Information security policy
  • Company will have an information security (IS) policy, which is approved by management, published and communicated to all employees.
Organization of information security
  • Company will define and assign information security responsibilities within the organization. It can assign the responsibility for information security to a single role or multiple roles.
Human resource security
  • The parties acknowledge that Customer will not provide to Company, and Company will not be processing, sensitive personal data under this Agreement.
  • Company will have a training program that covers their information security policy.
  • Company will have an established process for termination or change of employment duties. The process will ensure that access to the other party’s data is removed as soon as the employee terminates their contract with such party.
Asset management
  • Company will maintain an inventory of assets related to the processing of the other party’s personal information. Customer may request this inventory to be produced where necessary to demonstrate to the regulatory authority that personal information is kept in documented assets.
Access control
  • Company will have a documented access control policy.
Cryptography
  • Company will use commercially reasonable efforts to utilize encryption to protect the Customer’s data while in transit and at rest. The encryption mechanism chosen should not be developed in house, unless it has been peer-reviewed and approved for use by a reputable authority / institution. The encryption algorithms used must be in accordance with FIPS 140-2 Annex A.
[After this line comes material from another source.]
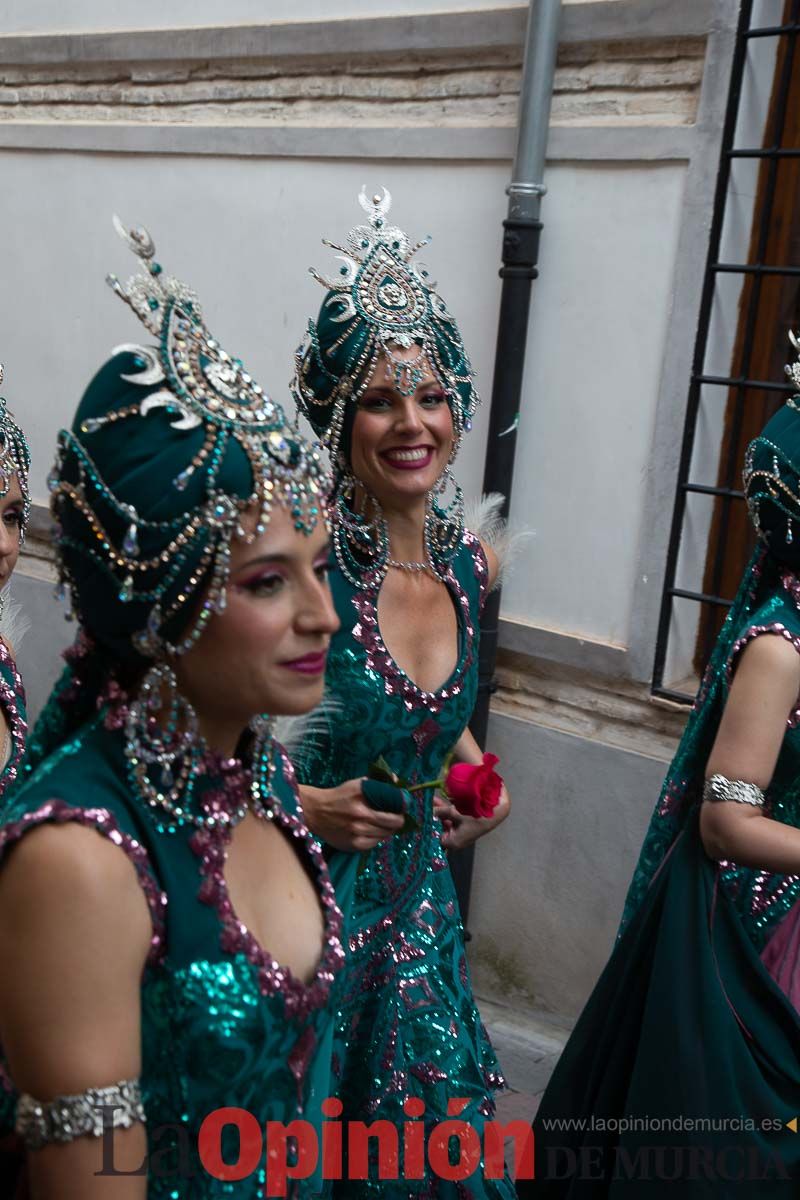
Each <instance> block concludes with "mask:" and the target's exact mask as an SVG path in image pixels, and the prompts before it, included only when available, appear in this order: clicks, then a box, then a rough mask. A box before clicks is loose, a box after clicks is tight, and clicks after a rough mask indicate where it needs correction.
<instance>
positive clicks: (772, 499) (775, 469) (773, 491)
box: [742, 331, 800, 546]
Physical and environmental security
  • The Customer acknowledges that Company’s personnel are fully remote. Company will direct its personnel to use reasonable measures to protect the assets used to process the Customer’s personal information from external and environmental threats.
Operations security
  • Company will have a change management program in place.
  • Company will have detection, prevention and recovery controls to protect against viruses, malware, Trojans or any other type of malicious code.
  • Company will maintain reasonable back-ups that will allow the restoration of the service in case of an incident.
Communication security
  • Company will establish network controls to protect access to systems and applications that process data on behalf of the Customer (e.g. firewall, web application firewall, IDS, etc.).